A Study on Zero-shot Non-intrusive Speech Assessment using Large Language Models
Ryandhimas E. Zezario, Sabato M. Siniscalchi, Hsin-Min Wang, Yu Tsao
TL;DR
The paper tackles zero-shot, non-intrusive speech assessment using large language models by comparing direct audio analysis with a GPT-Whisper pipeline that uses Whisper ASR and GPT-4o-based naturalness evaluation. GPT-4o alone shows limited capability for accurate speech assessment, while GPT-Whisper achieves moderate alignment with human quality (SRCC ≈ 0.4360) and intelligibility (SRCC ≈ 0.5485), and a strong correlation with Whisper CER (SRCC ≈ 0.7784). When benchmarked against DNSMOS, SpeechLMScore, MOS-SSL, and MTI-Net, GPT-Whisper excels in intelligibility and surpasses several supervised baselines in predicting Whisper CER. The findings validate GPT-Whisper as a promising zero-shot metric for speech quality, intelligibility, and CER, highlighting potential for reducing labeled data needs and enabling prompt-driven evaluation.

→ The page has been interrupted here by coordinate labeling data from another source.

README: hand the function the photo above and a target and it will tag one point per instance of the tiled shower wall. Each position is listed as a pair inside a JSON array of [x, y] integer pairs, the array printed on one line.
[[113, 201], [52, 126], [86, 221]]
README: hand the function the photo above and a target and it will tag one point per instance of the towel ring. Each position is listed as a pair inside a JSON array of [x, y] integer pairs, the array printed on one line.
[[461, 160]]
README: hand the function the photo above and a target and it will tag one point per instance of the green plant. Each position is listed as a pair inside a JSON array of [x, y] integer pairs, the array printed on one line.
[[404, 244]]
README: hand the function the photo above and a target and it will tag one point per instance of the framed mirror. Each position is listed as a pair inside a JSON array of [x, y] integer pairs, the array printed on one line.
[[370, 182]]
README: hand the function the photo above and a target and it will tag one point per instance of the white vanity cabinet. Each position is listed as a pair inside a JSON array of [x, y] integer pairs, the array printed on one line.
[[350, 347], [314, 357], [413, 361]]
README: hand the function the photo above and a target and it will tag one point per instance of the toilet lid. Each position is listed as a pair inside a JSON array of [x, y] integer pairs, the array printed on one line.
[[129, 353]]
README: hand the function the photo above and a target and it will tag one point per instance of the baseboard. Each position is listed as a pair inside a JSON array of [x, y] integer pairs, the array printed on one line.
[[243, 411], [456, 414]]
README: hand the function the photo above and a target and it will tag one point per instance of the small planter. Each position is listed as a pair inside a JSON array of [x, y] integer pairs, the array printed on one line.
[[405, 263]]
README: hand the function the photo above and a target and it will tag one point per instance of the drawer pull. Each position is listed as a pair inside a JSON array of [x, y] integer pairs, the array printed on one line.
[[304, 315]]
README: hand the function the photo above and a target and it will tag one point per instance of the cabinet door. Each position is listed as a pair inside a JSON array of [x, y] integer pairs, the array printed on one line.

Future work will explore richer prompt engineering and tighter integration with speech-processing workflows.
Abstract
This work investigates two strategies for zero-shot non-intrusive speech assessment leveraging large language models. First, we explore the audio analysis capabilities of GPT-4o. Second, we propose GPT-Whisper, which uses Whisper as an audio-to-text module and evaluates the naturalness of text via targeted prompt engineering. We evaluate the assessment metrics predicted by GPT-4o and GPT-Whisper, examining their correlation with human-based quality and intelligibility assessments and the character error rate (CER) of automatic speech recognition. Experimental results show that GPT-4o alone is less effective for audio analysis, while GPT-Whisper achieves higher prediction accuracy, has moderate correlation with speech quality and intelligibility, and has higher correlation with CER. Compared to SpeechLMScore and DNSMOS, GPT-Whisper excels in intelligibility metrics, but performs slightly worse than SpeechLMScore in quality estimation. Furthermore, GPT-Whisper outperforms supervised non-intrusive models MOS-SSL and MTI-Net in Spearman's rank correlation for CER of Whisper. These findings validate GPT-Whisper's potential for zero-shot speech assessment without requiring additional training data.